"You have two choices in life: either fight and win, or fight and lose. But if you don’t fight you’ll never have a chance.”
Sophorn began working in factories at the age of 15. “My family was going through a difficult period where my mother was cheated on and she tried to commit suicide. I felt responsible for going out and working to support the family,” she recounts in one interview. She would walk the three kilometers to a cardboard factory near her home, working from 3:00 to 11:00 p.m. and studying in her off-hours. Her talent for sewing made her a favorite of management. She resisted favoritism and promotions as she witnessed many injustices in the factory, watching her coworkers face labor abuses, harassment, and unsympathetic bosses.
Cambodia’s garment industry currently employs over 700,000 workers and accounts for 80 percent of the country’s export revenue. Workers in garment factories typically hail from rural outer provinces, and travel to Phnom Penh to seek work. Though the garment industry is the only sector in the country with a set minimum wage, the rate is well below a living wage.
In addition to common workers’ rights violations experienced by millions of garment workers around the world, workers in Cambodia face certain unique challenges. Southeast Asia has extremely hot weather most of the year, and many factories lack sufficient cooling mechanisms. This, coupled with the long working hours, high production quotas, and a workforce that experiences malnutrition due to poverty wages, can cause mass faintings. An estimated 1,600 workers fainted in 22 factories in 2017, an increase of more than 400 from the previous year.
For Sophorn, “the turning point was when a fellow worker died on the job, and the factory owner tried to dispose of the body in a nearby river.” The owner tried to threaten witnesses into silence, but Sophorn was appalled and refused to be intimidated. “I have always been someone who liked to help other people. I tried to talk to people who might know something...I talked to more and more people, and the next morning we started a riot at the factory…and demanded compensation for the family,” she recounts. She left the factory a month later.

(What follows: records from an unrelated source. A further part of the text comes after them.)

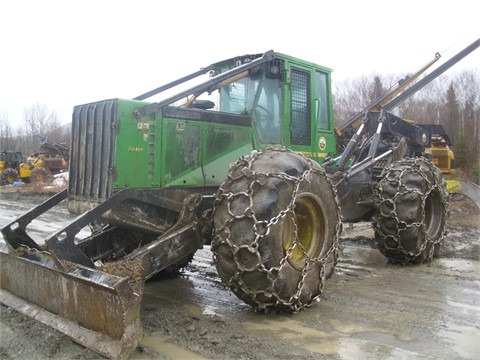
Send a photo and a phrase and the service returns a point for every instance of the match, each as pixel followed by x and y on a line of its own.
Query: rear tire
pixel 276 230
pixel 411 210
pixel 9 176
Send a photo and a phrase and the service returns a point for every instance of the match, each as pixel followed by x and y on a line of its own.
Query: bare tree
pixel 6 134
pixel 39 120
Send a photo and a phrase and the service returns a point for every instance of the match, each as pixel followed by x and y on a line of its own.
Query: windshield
pixel 259 97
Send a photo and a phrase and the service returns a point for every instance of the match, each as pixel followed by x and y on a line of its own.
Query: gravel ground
pixel 370 308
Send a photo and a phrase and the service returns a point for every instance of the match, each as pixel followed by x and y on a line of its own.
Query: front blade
pixel 98 310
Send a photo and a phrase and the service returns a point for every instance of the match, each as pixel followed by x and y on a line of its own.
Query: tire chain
pixel 294 304
pixel 402 189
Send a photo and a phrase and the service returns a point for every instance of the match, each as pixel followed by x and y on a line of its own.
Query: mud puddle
pixel 370 309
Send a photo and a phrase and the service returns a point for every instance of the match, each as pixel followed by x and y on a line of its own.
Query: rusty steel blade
pixel 96 309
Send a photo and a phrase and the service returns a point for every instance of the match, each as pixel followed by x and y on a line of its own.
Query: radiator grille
pixel 92 150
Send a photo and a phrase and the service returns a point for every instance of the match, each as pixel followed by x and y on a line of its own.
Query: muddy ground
pixel 370 309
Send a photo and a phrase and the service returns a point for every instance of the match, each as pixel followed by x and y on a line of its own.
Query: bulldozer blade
pixel 98 310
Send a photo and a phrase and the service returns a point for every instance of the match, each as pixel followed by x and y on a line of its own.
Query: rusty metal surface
pixel 96 309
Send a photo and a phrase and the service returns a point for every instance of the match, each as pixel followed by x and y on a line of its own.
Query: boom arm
pixel 210 85
pixel 402 92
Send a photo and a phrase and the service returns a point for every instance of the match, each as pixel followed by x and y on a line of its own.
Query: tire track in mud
pixel 370 309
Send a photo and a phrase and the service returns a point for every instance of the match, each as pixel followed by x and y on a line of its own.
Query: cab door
pixel 298 98
pixel 308 113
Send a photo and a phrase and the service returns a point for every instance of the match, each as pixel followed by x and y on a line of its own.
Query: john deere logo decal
pixel 322 143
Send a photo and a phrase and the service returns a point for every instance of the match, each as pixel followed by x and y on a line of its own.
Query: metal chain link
pixel 402 188
pixel 243 168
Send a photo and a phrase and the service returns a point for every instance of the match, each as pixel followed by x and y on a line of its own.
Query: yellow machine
pixel 51 159
pixel 444 158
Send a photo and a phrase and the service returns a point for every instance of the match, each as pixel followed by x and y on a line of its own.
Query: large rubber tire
pixel 276 230
pixel 411 210
pixel 9 176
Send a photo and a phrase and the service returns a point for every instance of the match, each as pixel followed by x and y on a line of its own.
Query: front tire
pixel 276 230
pixel 411 210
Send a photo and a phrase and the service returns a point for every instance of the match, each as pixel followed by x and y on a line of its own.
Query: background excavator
pixel 50 159
pixel 257 170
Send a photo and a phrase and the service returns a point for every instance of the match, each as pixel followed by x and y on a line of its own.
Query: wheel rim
pixel 310 229
pixel 433 215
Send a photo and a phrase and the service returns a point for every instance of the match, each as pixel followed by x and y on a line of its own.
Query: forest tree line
pixel 450 100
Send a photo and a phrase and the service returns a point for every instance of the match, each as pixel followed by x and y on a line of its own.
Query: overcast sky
pixel 64 53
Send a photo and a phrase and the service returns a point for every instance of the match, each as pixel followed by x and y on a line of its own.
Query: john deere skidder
pixel 247 160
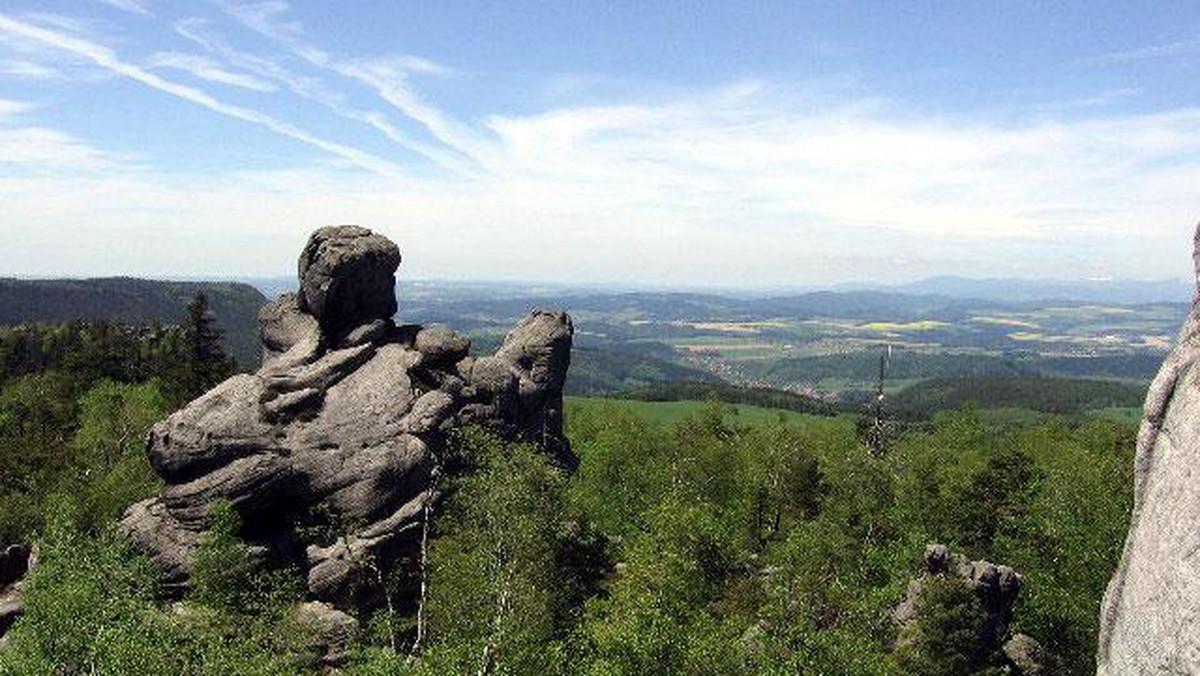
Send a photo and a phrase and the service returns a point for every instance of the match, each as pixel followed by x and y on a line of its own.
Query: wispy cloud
pixel 197 30
pixel 29 70
pixel 131 6
pixel 208 70
pixel 46 151
pixel 11 107
pixel 388 76
pixel 106 59
pixel 762 183
pixel 1181 48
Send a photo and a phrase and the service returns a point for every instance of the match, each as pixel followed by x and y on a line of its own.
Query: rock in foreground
pixel 343 424
pixel 1150 622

“My message to other women workers who aren’t organizing is the same thing I tell myself when things are challenging: you have to fight to get what you want and you have to be strong to fight."
Sophorn began attending trainings at CENTRAL, a nonprofit worker center in Phnom Penh. They support workers and democratic unions through three central principles: every worker has the right to organize, the right to collective bargaining, and the right to strike. CENTRAL hosts trainings on negotiating collective bargaining agreements, communicating effectively with factory management, and facilitation skills for leaders in the union.
“It has become my passion and my life now to fight for what is right. The government should be shameful, not me. The government should be afraid, not me.”
Now, Sophorn is the president of CATU, the Cambodian Alliance of Trade Unions. CATU currently has 10,000 garment worker members. CATU organizers recruit and train local leaders to become forces for change in their factories and communities. In addition to grassroots organizing, CATU is working towards a long-term vision of democratic unionism and strategy for improving the lives of workers in Cambodia. In her role as president, Sophorn works to build women’s leadership within the Cambodian labor movement and helps women to understand their rights and power in society.
As Cambodia’s most prominent independent woman trade unionist, Sophorn has faced threats, intimidation, and violence in retaliation for her activism. Despite these menacing challenges, she remains committed to bringing more women workers into union leadership, and to leading the Cambodian worker movement to achieve a nationwide living wage.
“I’m not afraid because I believe in the work I do: educating, organizing, helping people understand their rights. I believe that in order to change the world we need sacrifice. We need people to step up.”